I have a chat. I have a webhook that triggers when someone adds an image to the chat. I have to say if this image was previosly posted or not. Image is considered previosly posted if it looks similar to one of previosly posted, so rescaled, skewed etc images are recognized. That's all backstory here.
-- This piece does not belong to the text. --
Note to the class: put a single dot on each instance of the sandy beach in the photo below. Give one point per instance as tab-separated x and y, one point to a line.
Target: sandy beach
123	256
maybe that problem (finding (close) duplicates) can be far easier (also much cheaper) solved using image hashes , instead of SIFT/BOW features. e.g. phash results in a64bit entry, that can be easily stored and searched in a common relational database (like postgres, which supports HAMMING norm, iirc)

[EDIT]:

while i would not say, your 2 lena images are the same, or even "sufficiently similar", it's you,who has to decide that, not me...

wrote a little test code:

void hash_fun(Ptr< img_hash::ImgHashBase > hasher) {
    Mat i1; hasher->compute(imread("lena1.png"), i1);
    Mat i2; hasher->compute(imread("lena2.png"), i2);
    Mat i3; hasher->compute(imread("solvay.jpg"), i3);

    cout << "lena1 -> lena2 : " << hasher->compare(i1,i2) << endl;
    cout << "lena1 -> solvay: " << hasher->compare(i1,i3) << endl;
    cout << "lena2 -> solvay: " << hasher->compare(i2,i3) << endl;
}

int main(int argc, char** argv)
{
    cout << endl << "average" << endl;
    hash_fun(img_hash::AverageHash::create());
    cout << endl << "blockmean" << endl;
    hash_fun(img_hash::BlockMeanHash::create());
    cout << endl << "colormoments" << endl;
    hash_fun(img_hash::ColorMomentHash::create());
    cout << endl << "marrhidreth" << endl;
    hash_fun(img_hash::MarrHildrethHash::create());
    cout << endl << "radialvariance" << endl;
    hash_fun(img_hash::RadialVarianceHash::create());
    cout << endl << "phash" << endl;
    hash_fun(img_hash::PHash::create());
}

resulting in:

average
lena1 -> lena2 : 31
lena1 -> solvay: 30
lena2 -> solvay: 23

blockmean
lena1 -> lena2 : 131
lena1 -> solvay: 113
lena2 -> solvay: 136

colormoments
lena1 -> lena2 : 0.6555
lena1 -> solvay: 22.5625
lena2 -> solvay: 22.4344

marrhidreth
lena1 -> lena2 : 273
lena1 -> solvay: 307
lena2 -> solvay: 324

radialvariance
lena1 -> lena2 : 0.522041
lena1 -> solvay: 0.30779
lena2 -> solvay: 0.485308

phash
lena1 -> lena2 : 28
lena1 -> solvay: 30
lena2 -> solvay: 40

so, it's like it always is, we have to watch our data closely, and pick the best fitting algo for it.